Decoding the Signals

Recognizing Signs of Violent Extremism and Taking Action

If you need support after reading this page, please visit our sister website at for additional resources.

What's Violent Extremism?

Violent Extremism is when people support or advocate for using violence to achieve their goals. The reasons for such violence are multifaceted and do not always stem from devotion to an extreme ideology. Online radicalization, social alienation, and untreated mental health challenges are some of the many factors that can contribute to a deeper level of extremism and an escalation to violence.

Signs to Look Out For

Extremist violence isn’t a snap decision. Friends and loved ones often see warning signs long before an attack happens. There is no one thing that can predict who might resort to violence, but a few warning signs include:

Suddenly distancing themselves from friends or family, especially those who don’t share their political or religious views.
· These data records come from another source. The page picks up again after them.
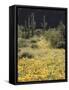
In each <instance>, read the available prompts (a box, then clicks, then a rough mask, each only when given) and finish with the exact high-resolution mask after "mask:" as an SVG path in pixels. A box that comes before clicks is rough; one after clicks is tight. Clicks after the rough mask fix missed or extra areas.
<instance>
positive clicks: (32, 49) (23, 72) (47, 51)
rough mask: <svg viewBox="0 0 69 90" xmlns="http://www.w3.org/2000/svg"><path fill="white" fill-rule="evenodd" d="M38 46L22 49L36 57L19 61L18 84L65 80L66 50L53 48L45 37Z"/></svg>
mask: <svg viewBox="0 0 69 90" xmlns="http://www.w3.org/2000/svg"><path fill="white" fill-rule="evenodd" d="M36 44H37V45H38V47H39V48H35V49H33V48H31V47H27V48H21V50H22V53H24V52H26V51H28V52H30V53H31V54H32V55H33V56H34V57H32V58H28V57H22V58H21V59H19V60H18V82H27V81H39V80H58V79H65V50H64V49H53V48H51V46H50V43H49V42H46V41H45V40H44V39H43V37H41V38H40V40H39V41H38V42H36Z"/></svg>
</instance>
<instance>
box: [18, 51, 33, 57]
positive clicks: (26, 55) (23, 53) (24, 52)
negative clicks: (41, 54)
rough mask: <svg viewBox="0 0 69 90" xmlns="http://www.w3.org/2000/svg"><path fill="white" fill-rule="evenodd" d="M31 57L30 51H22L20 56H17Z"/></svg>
mask: <svg viewBox="0 0 69 90" xmlns="http://www.w3.org/2000/svg"><path fill="white" fill-rule="evenodd" d="M23 57H24V58H26V57H27V58H33V57H34V56H33V54H31V53H30V52H23V53H22V54H21V55H20V56H19V58H23Z"/></svg>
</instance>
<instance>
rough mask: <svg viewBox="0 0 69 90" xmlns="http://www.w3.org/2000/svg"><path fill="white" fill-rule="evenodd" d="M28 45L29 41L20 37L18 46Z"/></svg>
mask: <svg viewBox="0 0 69 90" xmlns="http://www.w3.org/2000/svg"><path fill="white" fill-rule="evenodd" d="M28 46H29V45H28V43H27V42H26V40H24V39H22V38H20V39H18V47H19V48H22V47H28Z"/></svg>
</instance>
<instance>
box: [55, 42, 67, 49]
mask: <svg viewBox="0 0 69 90" xmlns="http://www.w3.org/2000/svg"><path fill="white" fill-rule="evenodd" d="M56 47H57V48H65V42H64V41H60V42H58V43H57V45H56Z"/></svg>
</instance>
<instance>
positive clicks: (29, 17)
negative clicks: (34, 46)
mask: <svg viewBox="0 0 69 90" xmlns="http://www.w3.org/2000/svg"><path fill="white" fill-rule="evenodd" d="M29 37H30V17H28V38H29Z"/></svg>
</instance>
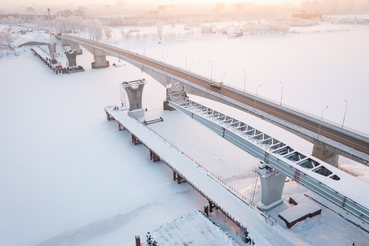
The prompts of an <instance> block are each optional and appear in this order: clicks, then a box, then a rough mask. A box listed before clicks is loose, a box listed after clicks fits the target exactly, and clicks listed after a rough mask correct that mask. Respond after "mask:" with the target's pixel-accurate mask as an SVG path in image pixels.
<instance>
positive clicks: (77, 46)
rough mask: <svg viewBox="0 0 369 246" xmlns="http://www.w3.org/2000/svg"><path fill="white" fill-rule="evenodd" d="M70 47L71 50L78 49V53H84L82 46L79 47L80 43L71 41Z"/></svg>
mask: <svg viewBox="0 0 369 246" xmlns="http://www.w3.org/2000/svg"><path fill="white" fill-rule="evenodd" d="M70 49H71V50H76V51H77V53H76V54H77V55H82V54H83V52H82V49H81V47H79V44H78V43H71V44H70Z"/></svg>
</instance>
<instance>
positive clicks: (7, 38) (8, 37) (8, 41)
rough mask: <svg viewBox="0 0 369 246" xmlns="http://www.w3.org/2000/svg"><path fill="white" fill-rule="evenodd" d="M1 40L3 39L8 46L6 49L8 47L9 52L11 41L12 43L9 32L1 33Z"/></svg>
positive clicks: (10, 35)
mask: <svg viewBox="0 0 369 246" xmlns="http://www.w3.org/2000/svg"><path fill="white" fill-rule="evenodd" d="M3 39H4V42H5V43H7V44H8V47H9V51H10V48H11V45H12V41H13V37H12V35H11V33H10V30H8V31H7V32H4V33H3Z"/></svg>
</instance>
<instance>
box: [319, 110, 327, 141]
mask: <svg viewBox="0 0 369 246" xmlns="http://www.w3.org/2000/svg"><path fill="white" fill-rule="evenodd" d="M327 108H328V106H327V107H325V108H324V109H323V112H322V116H321V117H320V124H319V130H318V137H317V138H316V139H319V134H320V128H321V127H322V120H323V114H324V111H325V110H326V109H327Z"/></svg>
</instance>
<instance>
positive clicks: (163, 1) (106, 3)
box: [0, 0, 303, 6]
mask: <svg viewBox="0 0 369 246" xmlns="http://www.w3.org/2000/svg"><path fill="white" fill-rule="evenodd" d="M117 2H119V1H116V0H107V1H101V0H91V1H89V0H77V1H73V2H71V1H65V2H64V1H60V2H56V1H55V2H52V3H50V2H49V1H46V0H36V1H27V0H17V1H12V2H11V3H9V2H3V3H0V6H19V5H24V6H32V5H50V6H53V5H64V6H68V5H71V6H78V5H96V4H102V5H115V4H116V3H117ZM121 2H124V3H125V4H129V5H136V4H147V5H160V4H168V5H178V4H214V5H215V4H216V3H223V4H224V5H229V4H235V3H253V4H301V2H303V1H302V0H249V1H237V0H223V1H219V0H200V1H196V0H186V1H184V0H156V1H149V0H135V1H133V0H128V1H121Z"/></svg>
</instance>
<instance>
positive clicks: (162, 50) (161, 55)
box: [159, 47, 164, 61]
mask: <svg viewBox="0 0 369 246" xmlns="http://www.w3.org/2000/svg"><path fill="white" fill-rule="evenodd" d="M159 49H161V61H164V51H163V49H162V48H160V47H159Z"/></svg>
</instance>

Growing levels of anger and hostility, especially when talking about their beliefs.

Changing Speech
Using hate speech or other words, memes, or symbols that promote hostility or violence against another group based on characteristics like race, ethnicity, religion, gender, or sexual orientation. 

Using private browsers online and/or making attempts to hide things from loved ones.

Group Ties
Hanging out with new friends or organizations pushing violence. Sometimes this is exclusively online.

Sense of Injustice or Having Grievances 
Believing they've been wronged in some way, whether real or imagined.

Emotional Vulnerability
Struggling with feelings of anxiety, depression, or extreme loneliness.

Obsessed with the Past 
Having a sudden interest in past violent attacks, historical conflicts, genocides, or the people who committed such violence.

Craving Purpose
Looking for belonging or purpose through involvement in extremist groups or beliefs. 


What do I do if I see warning signs?

Discovering that a loved one may be showing signs of escalating toward violence can be a very distressing and challenging experience. As someone who cares deeply about their well-being, it's natural to feel worried, confused, and unsure of what to do.

It's important to know that seeking help or support shows your concern; it’s not the same as passing judgment.

The CCC's program DEEP is here to help and you can contact us anytime. 

Tips for Helping a Loved One

Create a Private Space

Talking to your loved one about your concerns requires a lot of sensitivity and thoughtful communication. Choose a time and place where you both feel comfortable and safe. If the conversation is happening virtually, it might be best to express your concerns in private messages instead of in public-facing comment sections. 


Be Curious, Not Confrontational

Arguing with your loved one will not change their minds. In fact, if they feel mocked or belittled they may double down on their beliefs. Don’t start off by condemning their beliefs or trying to prove them wrong. Instead, try to get them to open up about how they came to believe what they believe. It’s crucial to listen actively, validating their feelings and creating a space where they feel heard and understood. Hateful beliefs can sometimes arise from feelings like fear, helplessness, and loneliness. Conspiracy theories and extremist messaging can provide a kind of comfort to those who believe them, temporarily alleviating those feelings. Encourage your loved one to share their thoughts and concerns without fear of judgment or criticism.


Show Them You Care

Express your feelings using "I" statements, emphasizing your care and worry for their well-being. Make it clear that you love them, respect them, and want to work toward a better future together. Encourage them to seek help from a DEEP specialist or other trained mental health professional who can help them face uncomfortable emotions or difficult situations.


Stay Connected

Understand that it takes time to change beliefs. One conversation is not likely to change your loved one’s mind, but by continuing to show empathy and listening without judgment, you can help them shift their perspective little by little. Try to stay involved in your loved one’s life. Plan activities together and keep them focused on shared interests or happy memories outside of their extremist beliefs.

If you believe your loved one's behavior poses an immediate risk to themselves or others, don't hesitate to reach out to 911 for local law enforcement or for 988 the suicide crisis hotline. These services can help ensure the safety and well-being of everyone involved.


Take Care of Yourself

Supporting someone consumed by hate or anger can take a toll on your own well-being. Remember to take care of yourself. Set limits with your loved one if they are not showing you the same respect you are giving them. It’s okay to walk away from a difficult conversation if you feel yourself getting angry or overwhelmed. Reach out to trusted friends, family members, or your local county mental health center for support if you need it.